Fisher-hypothese
in de economie is de Fisher-hypothese (ook wel het Fisher-effect genoemd) De Stelling van Irving Fisher dat de reële rente onafhankelijk is van monetaire maatregelen, met name de nominale rente en de verwachte inflatie. De term “nominale rentevoet” verwijst naar de werkelijke rentevoet die het bedrag aangeeft waarmee een aantal dollars of andere valuta-eenheid die een kredietnemer aan een kredietgever verschuldigd is, in de loop van de tijd groeit; de term “reële rente” verwijst naar het bedrag waarmee de koopkracht van die dollars groeit in de tijd—dat is de reële rente is de nominale rente aangepast voor het effect van inflatie op de koopkracht van de lening opbrengst.
de relatie tussen de nominale en reële koersen wordt bij benadering gegeven door de Fisher − vergelijking die
r = i-π e is . {\displaystyle r = i – \ pi ^{e}.}
Dit stelt dat de reële rente ( r {\displaystyle r} ) gelijk is aan de nominale rente ( i {\displaystyle i} ) minus de verwachte inflatie ( π e {\displaystyle \pi ^{e}} ). De vergelijking is een benadering. Het verschil tussen dit en de absoluut correcte vergelijking is zeer klein, tenzij de rente of de inflatie zeer hoog is, of het wordt toegepast over een lange periode van tijd. De nauwkeurige verklaring, uitgedrukt met behulp van continue samenstelling, is
1 + i = ( 1 + r ) × ( 1 + π e ) {\displaystyle 1+i=(1+r)\times (1+\pi ^{e})}
Als de reële rente r {\displaystyle r} is aangenomen, volgens de Fisher-hypothese, constant, het nominale tarief i {\displaystyle i} moet veranderen punt-voor-punt wanneer π e {\displaystyle \pi ^{e}} stijgt of daalt. Het Fisher-effect stelt dus dat de nominale rente één-op-één zal worden aangepast aan de verwachte inflatie. De implicatie van de veronderstelde constante reële rente is dat monetaire gebeurtenissen zoals monetaire beleidsmaatregelen geen effect zullen hebben op de reële economie—bijvoorbeeld geen effect op de reële uitgaven van consumenten voor duurzame consumptiegoederen en van bedrijven voor machines en uitrusting.

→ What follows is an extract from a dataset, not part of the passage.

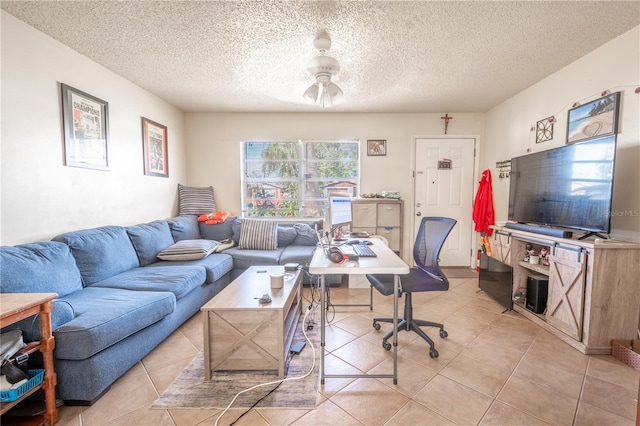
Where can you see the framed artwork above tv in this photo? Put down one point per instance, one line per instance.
(595, 119)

sommige tegengestelde modellen beweren dat, bijvoorbeeld, een stijging van de verwachte inflatie de lopende reële uitgaven zou doen stijgen, afhankelijk van een nominale rente, en dus de inkomsten zou doen stijgen, waardoor de stijging van de nominale rente die nodig zou zijn om de geldvraag te allen tijde in evenwicht te brengen met de geldhoeveelheid, zou worden beperkt. In dit scenario resulteert een stijging van de verwachte inflatie π e {\displaystyle \pi ^{e}} in slechts een kleinere stijging van de nominale rente i {\displaystyle i} en dus een daling van de reële rente r {\displaystyle r} . Er is ook aangevoerd dat de Fisher-hypothese kan uiteenvallen in tijden van zowel kwantitatieve versoepeling als herkapitalisatie van de financiële sector.